Source.parquet("az://container/events/*.parquet")
Source.parquet("abfss://filesystem/events/*.parquet")

Hugging Face datasets

DuckDB can scan Hugging Face dataset files with hf:// URLs through httpfs:

alias QuackDB.{Extension, Secret, Source}

QuackDB.query!(conn, Extension.install(:httpfs))
QuackDB.query!(conn, Extension.load(:httpfs))

source =
  Source.parquet(
    "hf://datasets/datasets-examples/doc-formats-parquet-1/data/train-00000-of-00001.parquet"
  )

Private or gated datasets can use a Hugging Face secret:

QuackDB.query!(conn, Secret.create(:huggingface, name: :hf_token, token: token))

Lakehouse formats

DuckDB can scan Delta and Iceberg tables when the relevant extensions and storage credentials are configured:

alias QuackDB.Source

Source.delta("s3://bucket/delta/events")
Source.iceberg("s3://bucket/warehouse/events")

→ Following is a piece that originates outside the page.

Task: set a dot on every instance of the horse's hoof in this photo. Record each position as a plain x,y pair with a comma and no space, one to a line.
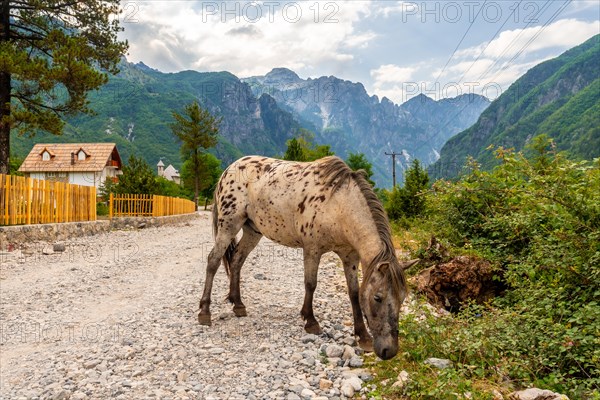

Use Ecto or direct SQL around those fragments just like CSV and Parquet sources:

source = Source.delta("s3://bucket/delta/events")

MyApp.AnalyticsRepo.all(
  from event in source,
    group_by: event.category,
    select: %{category: event.category, events: count()}
)

Keep lakehouse setup SQL explicit when DuckDB-specific options are clearer than another wrapper:

QuackDB.query!(conn, QuackDB.Extension.install(:delta))
QuackDB.query!(conn, QuackDB.Extension.load(:delta))
QuackDB.query!(conn, "SET azure_transport_option_type = 'curl'")